Il Mikvé di Ortigia

Di grande successo e di elevato interesse (ennesimo segno di quell’importante fenomeno umano e culturale che è il risveglio ebraico nell’Italia meridionale, incoraggiato con intelligenza, coraggio e lungimiranza dal Dipartimento Educazione e Cultura dell’Unione delle Comunità Ebraiche Italiane) si sono rivelate le manifestazioni organizzate lo scorso 4 settembre a Siracusa, nella splendida isola di Ortigia, in occasione della Giornata Europea della Cultura Ebraica. Nello stesso edificio che ospita, nei sotterranei, l’antico Mikvé, il bagno rituale adoperato in passato dagli ebrei locali (e recentemente riaperto all’utilizzazione liturgica), un pubblico attento e partecipe si è interrogato (insieme ai rabbini Stefano Di Mauro e Gadi Piperno e a diverse personalità della cultura, di varia competenza e orientamento ideale) sul passato, il presente e il futuro dell’ebraismo in Sicilia, in Italia e nel mondo.
L’ebraismo che risorge o ritorna, in Sicilia e altrove, trova, intorno a sé, un mondo completamente diverso da quello che aveva fatto da alveo e da cornice alla sua precedente presenza. Un mondo, forse, meno freddo e ostile, nel quale i rapporti tra ebrei e gentili appaiono spesso improntati a rispetto, apertura, amicizia. Ma anche un mondo che, accogliendo l’ebraismo nell’abbraccio avvolgente della modernità, rischia di insidiare, di erodere quella identità ebraica che la civiltà del ghetto e dell’esclusione contribuiva, malgrado tutto, a perpetuare.

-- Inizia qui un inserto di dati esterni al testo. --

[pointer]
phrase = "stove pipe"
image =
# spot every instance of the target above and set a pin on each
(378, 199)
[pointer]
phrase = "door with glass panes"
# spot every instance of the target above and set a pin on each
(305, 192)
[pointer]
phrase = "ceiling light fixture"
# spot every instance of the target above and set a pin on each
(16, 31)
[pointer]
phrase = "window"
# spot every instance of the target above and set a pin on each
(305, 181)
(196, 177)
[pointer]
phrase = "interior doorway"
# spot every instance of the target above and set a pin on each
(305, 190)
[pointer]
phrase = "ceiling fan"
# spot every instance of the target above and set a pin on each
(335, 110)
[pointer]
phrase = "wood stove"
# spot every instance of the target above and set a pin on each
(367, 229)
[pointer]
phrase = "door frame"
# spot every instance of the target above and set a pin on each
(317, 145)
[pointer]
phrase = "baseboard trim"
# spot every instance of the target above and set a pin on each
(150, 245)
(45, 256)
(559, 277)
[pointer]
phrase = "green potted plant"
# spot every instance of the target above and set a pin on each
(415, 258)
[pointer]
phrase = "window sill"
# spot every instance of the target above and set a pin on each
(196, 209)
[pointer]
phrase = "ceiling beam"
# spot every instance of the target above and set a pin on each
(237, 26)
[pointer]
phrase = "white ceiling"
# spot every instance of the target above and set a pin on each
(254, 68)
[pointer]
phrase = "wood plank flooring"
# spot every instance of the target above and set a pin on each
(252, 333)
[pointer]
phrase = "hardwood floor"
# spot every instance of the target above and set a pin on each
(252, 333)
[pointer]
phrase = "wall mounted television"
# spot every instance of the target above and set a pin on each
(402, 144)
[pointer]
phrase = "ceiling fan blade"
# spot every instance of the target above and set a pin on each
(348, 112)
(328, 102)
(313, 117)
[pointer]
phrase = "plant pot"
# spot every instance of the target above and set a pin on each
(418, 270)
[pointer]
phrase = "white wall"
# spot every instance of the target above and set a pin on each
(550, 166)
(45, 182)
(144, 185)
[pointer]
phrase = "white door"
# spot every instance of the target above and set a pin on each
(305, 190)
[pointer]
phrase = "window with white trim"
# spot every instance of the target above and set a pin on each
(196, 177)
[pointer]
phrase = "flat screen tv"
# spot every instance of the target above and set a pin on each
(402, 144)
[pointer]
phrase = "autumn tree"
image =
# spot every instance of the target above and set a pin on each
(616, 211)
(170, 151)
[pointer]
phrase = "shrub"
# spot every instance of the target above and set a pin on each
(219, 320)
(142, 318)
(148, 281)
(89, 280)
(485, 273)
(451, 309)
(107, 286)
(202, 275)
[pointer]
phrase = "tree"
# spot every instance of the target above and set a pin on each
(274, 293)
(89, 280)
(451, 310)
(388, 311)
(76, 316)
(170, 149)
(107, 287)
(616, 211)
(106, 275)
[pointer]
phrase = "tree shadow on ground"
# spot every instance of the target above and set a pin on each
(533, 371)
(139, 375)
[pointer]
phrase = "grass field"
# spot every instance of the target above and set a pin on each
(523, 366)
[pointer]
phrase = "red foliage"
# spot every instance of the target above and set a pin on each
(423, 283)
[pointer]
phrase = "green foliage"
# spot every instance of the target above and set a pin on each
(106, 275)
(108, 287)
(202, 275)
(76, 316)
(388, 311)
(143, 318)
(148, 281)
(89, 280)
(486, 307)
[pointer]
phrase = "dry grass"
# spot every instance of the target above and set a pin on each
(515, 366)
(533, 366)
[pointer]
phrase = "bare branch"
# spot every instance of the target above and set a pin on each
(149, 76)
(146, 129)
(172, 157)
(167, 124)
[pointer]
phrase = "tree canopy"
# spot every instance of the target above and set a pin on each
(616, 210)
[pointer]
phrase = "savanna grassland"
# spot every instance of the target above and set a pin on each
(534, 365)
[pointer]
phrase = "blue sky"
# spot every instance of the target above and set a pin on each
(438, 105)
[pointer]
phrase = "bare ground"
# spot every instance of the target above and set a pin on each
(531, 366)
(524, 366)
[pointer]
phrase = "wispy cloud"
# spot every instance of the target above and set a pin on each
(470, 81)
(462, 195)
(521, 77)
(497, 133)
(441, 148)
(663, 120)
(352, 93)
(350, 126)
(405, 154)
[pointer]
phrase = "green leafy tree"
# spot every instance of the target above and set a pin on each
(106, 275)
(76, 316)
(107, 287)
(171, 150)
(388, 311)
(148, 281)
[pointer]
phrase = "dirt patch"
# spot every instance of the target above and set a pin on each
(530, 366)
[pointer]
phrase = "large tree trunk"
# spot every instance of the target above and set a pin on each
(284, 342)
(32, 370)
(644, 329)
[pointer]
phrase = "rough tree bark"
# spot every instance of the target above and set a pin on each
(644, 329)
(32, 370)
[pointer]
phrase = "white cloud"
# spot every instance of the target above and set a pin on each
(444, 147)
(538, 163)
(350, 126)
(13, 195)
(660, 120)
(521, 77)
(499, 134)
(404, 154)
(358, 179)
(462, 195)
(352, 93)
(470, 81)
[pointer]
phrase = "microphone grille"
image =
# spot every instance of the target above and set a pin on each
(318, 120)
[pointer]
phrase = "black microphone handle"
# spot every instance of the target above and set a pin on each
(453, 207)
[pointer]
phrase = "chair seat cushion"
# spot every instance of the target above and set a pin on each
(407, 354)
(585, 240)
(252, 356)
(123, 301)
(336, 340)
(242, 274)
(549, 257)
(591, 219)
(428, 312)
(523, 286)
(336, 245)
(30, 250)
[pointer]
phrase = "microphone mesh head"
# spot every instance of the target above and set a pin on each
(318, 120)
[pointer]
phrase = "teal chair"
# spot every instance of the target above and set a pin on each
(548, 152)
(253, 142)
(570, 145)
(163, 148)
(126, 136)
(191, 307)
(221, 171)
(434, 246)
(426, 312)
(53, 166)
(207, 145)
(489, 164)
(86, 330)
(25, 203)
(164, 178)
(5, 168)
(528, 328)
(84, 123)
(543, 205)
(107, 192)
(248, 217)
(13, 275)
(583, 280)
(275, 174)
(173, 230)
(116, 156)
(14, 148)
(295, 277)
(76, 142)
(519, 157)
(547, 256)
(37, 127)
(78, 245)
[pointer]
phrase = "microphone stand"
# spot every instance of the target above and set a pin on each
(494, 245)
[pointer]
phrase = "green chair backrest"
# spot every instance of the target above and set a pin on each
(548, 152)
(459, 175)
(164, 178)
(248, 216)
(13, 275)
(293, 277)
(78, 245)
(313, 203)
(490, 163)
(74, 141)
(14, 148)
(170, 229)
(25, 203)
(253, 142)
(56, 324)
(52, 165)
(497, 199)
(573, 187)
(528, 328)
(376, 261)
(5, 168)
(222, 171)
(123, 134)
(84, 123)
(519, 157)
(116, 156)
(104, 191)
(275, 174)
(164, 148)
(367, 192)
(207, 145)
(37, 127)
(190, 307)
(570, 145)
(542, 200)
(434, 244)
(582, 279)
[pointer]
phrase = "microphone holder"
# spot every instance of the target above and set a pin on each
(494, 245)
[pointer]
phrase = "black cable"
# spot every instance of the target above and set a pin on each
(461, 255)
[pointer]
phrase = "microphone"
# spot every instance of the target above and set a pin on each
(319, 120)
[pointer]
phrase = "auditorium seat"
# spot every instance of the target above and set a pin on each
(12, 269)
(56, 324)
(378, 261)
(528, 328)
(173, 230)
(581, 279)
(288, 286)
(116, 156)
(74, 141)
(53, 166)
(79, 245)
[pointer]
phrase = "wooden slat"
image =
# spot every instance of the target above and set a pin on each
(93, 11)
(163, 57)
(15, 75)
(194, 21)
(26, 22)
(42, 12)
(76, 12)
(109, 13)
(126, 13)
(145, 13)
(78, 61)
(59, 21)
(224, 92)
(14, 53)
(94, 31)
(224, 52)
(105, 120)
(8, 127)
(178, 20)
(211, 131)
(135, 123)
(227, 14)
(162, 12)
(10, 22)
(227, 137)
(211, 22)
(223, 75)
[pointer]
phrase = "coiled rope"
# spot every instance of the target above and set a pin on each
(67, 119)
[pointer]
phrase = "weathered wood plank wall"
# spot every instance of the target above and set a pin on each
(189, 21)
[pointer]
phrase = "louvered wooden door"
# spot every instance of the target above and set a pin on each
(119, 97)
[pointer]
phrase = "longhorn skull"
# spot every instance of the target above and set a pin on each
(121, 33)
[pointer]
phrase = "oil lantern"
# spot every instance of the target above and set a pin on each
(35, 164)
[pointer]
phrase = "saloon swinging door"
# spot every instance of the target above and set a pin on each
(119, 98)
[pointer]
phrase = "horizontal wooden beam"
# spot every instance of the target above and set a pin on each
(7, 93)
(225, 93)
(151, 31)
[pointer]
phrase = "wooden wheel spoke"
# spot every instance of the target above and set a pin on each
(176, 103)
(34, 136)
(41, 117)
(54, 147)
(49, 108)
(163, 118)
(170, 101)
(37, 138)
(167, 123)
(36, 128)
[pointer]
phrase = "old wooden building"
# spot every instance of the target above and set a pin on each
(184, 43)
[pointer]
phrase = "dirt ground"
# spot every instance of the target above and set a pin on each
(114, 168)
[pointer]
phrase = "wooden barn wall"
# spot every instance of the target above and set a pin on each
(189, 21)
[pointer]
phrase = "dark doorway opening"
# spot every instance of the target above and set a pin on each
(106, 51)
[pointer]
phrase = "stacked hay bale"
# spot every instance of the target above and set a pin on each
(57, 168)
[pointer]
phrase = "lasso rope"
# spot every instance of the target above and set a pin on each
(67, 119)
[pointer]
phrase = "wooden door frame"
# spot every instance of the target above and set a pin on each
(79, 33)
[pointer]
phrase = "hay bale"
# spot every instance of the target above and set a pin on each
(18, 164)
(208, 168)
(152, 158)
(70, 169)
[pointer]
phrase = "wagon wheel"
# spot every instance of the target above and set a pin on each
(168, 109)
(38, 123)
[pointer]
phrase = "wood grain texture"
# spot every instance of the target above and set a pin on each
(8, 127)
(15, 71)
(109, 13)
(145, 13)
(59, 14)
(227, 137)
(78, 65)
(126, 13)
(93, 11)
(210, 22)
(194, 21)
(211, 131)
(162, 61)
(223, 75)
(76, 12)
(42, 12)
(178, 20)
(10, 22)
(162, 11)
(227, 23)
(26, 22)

Qual è il senso profondo, ci si è chiesto a Siracusa, del rapporto tra ebraismo e modernità? In che misura il pensiero moderno è tributario della millenaria sapienza ebraica, che, uscita, con l’ haskalà, l’illuminismo ebraico del XVIII e XIX secolo, dal chiuso delle sinagoghe e delle yeshivòt, l’ha fecondata in mille modi, su tutti i terreni dell’umana scienza e fantasia? E in che misura gli artisti, i filosofi, gli scienziati, gli scrittori ebrei dell’Ottocento e del Novecento, che hanno creato la civiltà moderna, devono o possono essere presi in considerazione per il loro essere ebrei? Se è difficile definire tale appartenenza sul piano dell’osservanza religiosa (dalla quale quasi tutti, sia pure secondo percorsi diversi, si sono allontanati, per lo meno sul piano del rispetto formale), fino a che punto è lecito, è giusto far discendere l’identità ebraica unicamente da una derivazione familiare? O forse tale identità va ricercata nelle domande poste, nelle risposte date o negate, nelle tematiche prescelte e nelle forme del linguaggio artistico o scientifico (sia pure da riconoscere sul piano impervio e desolato della destrutturazione del senso e della perdita del messaggio, nello spazio del silenzio e dell’assenza, di quella che Stéphane Mosès definì la mera “contemplazione delle macerie”)? Esiste, in definitiva, un “pensiero ebraico”? E che vuol dire tale espressione?
Sono domande, evidentemente, sulle quali ci si potrà interrogare in eterno. Eppure, se una sensazione di fondo è parsa emergere dal dibattito siracusano, è quella secondo cui le Sacre Scritture, quantunque abbandonate, quando non rinnegate, da molti figli del popolo ebraico, tornano, ai nostri giorni, a irradiare una magnetica forza di richiamo; a rivelarsi, per vie traverse, matrice arcana e segreta delle più diverse e lontane creazioni dell’arte, della narrativa, della scienza e della filosofia del Novecento e del nuovo millennio. Come il Mikvé di Ortigia, che, nuovamente riempito, dopo secoli, di acqua sorgente, sembrava comunque ispirare, dalla sua silenziosa oscurità, il 4 settembre, le inquiete interrogazioni che andavano intrecciandosi al piano sovrastante.